3.4 Descrição dos Dados

3.4.4 Panorama das Construções V3

3.4.4.2 Construções V3 nos Séculos 18 e 19

Para a amostra de dados dos séculos 18 e 19, observamos que as sequências V3 passam a ser mais frequentes na forma de estruturas com sujeito pré-verbal, seja em orações encaixadas, onde de fato já tínhamos essa dinâmica, seja em orações principais, onde se instaura esse novo padrão. Inicialmente, apresentamos os casos de ordem linear SXV, com exemplos de orações principais em (51) e exemplos de orações encaixadas em (52). (51) a. [Estes corações] [nas companhias públicas] estão como se estivessem sós;

(Cavaleiro, 05.88)

b. [A sua origem e o seu curso] [jamais] cessam, conservando sempre a graça da novidade. (Cavaleiro, 07.125)

c. [A vaidade] [por ser causa de alguns males], não deixa de ser princípio de alguns bens: (Aires, 14.152)

d. [A vaidade] [logo] traz consigo o desembaraço, (Aires, 21.324)

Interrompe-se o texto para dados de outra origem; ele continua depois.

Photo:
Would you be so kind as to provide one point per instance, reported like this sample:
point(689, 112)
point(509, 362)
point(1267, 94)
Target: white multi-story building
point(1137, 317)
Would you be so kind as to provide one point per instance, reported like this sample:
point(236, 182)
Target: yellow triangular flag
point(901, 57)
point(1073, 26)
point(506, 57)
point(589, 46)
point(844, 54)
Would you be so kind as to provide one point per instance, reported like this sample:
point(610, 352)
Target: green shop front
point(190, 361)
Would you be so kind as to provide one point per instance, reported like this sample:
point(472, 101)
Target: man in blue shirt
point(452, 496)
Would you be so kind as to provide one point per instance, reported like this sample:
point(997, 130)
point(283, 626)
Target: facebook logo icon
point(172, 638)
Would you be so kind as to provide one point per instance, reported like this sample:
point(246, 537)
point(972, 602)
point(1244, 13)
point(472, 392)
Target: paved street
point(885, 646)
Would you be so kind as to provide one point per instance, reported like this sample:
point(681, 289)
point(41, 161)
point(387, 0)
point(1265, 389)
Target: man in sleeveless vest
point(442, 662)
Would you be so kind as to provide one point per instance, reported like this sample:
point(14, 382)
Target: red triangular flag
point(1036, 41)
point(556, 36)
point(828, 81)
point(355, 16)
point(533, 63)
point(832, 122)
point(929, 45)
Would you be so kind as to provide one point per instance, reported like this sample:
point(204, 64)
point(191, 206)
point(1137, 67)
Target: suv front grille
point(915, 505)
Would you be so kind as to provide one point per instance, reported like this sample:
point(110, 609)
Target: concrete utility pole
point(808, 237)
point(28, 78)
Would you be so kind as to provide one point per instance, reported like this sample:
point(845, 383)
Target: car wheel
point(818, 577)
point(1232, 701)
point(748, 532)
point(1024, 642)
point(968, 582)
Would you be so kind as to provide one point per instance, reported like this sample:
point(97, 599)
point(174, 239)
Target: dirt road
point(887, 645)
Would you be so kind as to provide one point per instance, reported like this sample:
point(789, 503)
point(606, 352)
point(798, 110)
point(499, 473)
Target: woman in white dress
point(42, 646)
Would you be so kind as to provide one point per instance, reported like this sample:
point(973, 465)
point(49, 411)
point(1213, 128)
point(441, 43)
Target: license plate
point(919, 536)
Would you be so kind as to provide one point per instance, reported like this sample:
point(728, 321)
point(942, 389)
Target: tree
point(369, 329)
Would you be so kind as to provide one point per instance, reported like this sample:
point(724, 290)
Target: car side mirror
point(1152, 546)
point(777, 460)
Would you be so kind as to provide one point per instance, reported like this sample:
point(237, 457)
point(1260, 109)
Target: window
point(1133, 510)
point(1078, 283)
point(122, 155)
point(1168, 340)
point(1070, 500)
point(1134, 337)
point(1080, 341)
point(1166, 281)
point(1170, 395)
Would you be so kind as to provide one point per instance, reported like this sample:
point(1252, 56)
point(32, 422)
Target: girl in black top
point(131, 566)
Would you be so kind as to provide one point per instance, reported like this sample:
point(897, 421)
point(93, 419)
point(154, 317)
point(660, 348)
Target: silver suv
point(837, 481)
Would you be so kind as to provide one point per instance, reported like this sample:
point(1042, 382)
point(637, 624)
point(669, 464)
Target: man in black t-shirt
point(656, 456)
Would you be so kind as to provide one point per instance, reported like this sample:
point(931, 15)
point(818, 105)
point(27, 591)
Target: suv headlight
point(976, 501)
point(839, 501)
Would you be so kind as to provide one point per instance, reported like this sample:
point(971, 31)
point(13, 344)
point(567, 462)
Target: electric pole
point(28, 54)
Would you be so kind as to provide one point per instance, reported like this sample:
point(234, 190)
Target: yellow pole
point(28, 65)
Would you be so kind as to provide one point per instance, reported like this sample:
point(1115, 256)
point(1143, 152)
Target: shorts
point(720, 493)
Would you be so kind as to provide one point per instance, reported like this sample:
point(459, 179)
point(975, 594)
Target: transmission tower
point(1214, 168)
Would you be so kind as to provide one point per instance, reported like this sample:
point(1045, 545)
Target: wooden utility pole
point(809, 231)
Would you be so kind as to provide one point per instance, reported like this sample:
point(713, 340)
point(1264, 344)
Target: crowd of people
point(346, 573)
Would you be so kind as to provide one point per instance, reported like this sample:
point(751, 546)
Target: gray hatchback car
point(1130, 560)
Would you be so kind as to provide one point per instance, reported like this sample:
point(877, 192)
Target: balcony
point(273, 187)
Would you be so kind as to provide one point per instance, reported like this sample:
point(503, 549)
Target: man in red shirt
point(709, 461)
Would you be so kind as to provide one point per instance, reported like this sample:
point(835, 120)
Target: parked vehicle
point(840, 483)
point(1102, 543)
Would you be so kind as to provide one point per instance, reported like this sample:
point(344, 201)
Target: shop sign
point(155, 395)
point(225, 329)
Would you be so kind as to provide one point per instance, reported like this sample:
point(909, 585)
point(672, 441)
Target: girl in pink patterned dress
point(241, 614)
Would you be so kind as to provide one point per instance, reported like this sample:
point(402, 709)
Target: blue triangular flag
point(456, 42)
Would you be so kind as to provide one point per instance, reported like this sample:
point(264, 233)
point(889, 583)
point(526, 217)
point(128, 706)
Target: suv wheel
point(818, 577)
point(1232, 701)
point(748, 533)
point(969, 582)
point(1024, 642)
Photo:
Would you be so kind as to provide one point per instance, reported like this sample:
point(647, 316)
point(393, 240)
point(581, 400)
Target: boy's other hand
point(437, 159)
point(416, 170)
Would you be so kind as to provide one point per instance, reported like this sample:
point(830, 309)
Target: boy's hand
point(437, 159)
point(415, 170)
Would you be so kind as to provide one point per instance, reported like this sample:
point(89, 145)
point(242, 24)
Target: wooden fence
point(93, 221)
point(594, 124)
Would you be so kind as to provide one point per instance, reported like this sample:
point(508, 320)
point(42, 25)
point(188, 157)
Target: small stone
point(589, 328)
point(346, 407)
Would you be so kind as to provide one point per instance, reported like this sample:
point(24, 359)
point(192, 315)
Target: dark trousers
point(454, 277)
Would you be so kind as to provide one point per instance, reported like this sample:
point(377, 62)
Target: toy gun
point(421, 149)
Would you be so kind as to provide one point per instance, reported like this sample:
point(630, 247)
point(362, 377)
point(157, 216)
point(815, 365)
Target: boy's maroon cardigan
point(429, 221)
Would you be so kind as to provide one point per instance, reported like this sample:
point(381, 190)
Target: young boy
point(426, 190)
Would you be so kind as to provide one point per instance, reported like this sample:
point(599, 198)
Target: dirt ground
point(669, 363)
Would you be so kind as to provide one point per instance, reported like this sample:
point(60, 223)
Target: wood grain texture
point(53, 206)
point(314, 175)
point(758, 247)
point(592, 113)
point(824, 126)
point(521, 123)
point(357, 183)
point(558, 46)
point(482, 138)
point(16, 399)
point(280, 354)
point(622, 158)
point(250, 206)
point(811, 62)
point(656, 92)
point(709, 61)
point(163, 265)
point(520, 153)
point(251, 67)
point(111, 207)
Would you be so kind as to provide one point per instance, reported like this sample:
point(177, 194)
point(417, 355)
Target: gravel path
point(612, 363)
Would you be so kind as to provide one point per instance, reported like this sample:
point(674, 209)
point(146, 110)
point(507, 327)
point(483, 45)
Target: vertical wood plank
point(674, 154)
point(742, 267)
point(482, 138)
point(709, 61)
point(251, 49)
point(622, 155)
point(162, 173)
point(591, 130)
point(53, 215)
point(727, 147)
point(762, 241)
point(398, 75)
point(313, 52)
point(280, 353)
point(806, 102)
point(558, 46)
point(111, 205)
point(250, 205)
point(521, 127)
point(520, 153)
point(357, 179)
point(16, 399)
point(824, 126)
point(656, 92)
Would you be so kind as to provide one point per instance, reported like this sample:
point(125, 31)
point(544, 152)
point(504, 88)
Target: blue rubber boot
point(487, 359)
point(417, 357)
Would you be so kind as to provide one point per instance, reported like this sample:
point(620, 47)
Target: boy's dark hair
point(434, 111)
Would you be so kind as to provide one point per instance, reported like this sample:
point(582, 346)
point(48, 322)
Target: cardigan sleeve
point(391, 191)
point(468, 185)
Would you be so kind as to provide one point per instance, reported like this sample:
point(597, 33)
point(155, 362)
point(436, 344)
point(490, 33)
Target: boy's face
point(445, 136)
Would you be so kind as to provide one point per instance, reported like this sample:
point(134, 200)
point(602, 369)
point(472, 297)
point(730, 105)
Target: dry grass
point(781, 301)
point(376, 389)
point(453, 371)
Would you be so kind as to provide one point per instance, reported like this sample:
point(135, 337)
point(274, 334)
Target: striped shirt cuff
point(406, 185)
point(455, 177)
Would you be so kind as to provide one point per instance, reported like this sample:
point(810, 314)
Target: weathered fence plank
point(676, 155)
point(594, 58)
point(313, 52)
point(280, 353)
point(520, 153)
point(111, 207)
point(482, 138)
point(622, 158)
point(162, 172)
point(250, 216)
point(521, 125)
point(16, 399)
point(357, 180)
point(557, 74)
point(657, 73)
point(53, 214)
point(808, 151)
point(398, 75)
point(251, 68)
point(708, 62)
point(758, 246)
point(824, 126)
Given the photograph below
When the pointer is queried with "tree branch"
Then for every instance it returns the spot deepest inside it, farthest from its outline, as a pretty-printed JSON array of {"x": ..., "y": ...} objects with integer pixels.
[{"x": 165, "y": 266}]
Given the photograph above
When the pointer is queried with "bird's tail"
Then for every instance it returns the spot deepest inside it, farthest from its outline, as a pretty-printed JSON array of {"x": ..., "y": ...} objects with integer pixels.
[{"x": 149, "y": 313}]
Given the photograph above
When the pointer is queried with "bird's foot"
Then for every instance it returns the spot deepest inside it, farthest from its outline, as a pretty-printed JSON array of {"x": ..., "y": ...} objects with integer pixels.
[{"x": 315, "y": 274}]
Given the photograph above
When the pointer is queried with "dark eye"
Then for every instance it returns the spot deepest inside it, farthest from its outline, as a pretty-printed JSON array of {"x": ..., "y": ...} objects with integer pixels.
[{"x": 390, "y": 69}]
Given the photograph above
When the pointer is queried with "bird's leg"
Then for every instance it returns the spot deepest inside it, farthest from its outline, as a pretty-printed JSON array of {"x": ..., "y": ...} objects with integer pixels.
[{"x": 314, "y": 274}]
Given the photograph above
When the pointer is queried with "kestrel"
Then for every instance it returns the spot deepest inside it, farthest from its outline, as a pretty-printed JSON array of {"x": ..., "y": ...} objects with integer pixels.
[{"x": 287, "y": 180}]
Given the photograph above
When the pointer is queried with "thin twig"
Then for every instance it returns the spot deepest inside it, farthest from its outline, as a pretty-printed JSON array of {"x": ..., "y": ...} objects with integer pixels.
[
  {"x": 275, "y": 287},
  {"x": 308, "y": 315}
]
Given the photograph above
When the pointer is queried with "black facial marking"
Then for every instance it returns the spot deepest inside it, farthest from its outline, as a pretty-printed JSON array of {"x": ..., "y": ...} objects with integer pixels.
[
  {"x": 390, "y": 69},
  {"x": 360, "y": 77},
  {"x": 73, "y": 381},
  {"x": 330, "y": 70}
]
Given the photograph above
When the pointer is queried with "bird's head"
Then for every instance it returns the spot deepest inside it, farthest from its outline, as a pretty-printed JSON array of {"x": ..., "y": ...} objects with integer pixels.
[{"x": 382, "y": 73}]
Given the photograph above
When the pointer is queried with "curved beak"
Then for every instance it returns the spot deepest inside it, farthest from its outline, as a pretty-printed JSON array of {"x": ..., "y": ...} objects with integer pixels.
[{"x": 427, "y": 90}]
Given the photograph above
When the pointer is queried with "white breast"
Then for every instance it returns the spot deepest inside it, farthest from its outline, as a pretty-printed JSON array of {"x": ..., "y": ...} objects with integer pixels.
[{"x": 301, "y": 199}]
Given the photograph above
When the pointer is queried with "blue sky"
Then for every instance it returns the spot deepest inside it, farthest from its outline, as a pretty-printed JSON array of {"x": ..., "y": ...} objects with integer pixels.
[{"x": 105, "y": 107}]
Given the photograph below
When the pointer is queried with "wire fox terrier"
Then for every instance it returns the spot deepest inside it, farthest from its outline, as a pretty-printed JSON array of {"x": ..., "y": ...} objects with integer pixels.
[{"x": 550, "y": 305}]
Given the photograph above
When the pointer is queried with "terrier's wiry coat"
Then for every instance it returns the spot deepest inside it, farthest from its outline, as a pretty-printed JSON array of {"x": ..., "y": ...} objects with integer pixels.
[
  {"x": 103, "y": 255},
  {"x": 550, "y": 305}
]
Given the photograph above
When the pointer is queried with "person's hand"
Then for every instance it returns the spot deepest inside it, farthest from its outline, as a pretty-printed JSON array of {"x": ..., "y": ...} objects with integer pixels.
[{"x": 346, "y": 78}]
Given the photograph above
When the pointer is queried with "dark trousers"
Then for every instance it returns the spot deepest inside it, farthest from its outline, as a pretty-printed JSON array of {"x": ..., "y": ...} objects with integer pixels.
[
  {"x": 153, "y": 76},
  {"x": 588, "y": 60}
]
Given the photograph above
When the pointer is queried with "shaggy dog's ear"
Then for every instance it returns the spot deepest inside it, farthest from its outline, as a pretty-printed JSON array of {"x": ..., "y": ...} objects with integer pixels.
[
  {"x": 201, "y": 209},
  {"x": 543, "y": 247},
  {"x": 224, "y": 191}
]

e. [As suas filhas], [se fossem felizes], saberiam muito menos, (Marquesa, 54.772)

f. [Dona Maria Antónia e Dona Bernarda Campos], [mostrando-se muito minhas amigas e muito minhas interessadas], quiseram saber logo (Marquesa, 60.820)

g. e [outros], [educados entre religiosos], seguiram depois a carreira das armas. (Marquês, 11.119)

h. [A Marquesa de Vianna] [já] faleceu. (Marquês, 18.218)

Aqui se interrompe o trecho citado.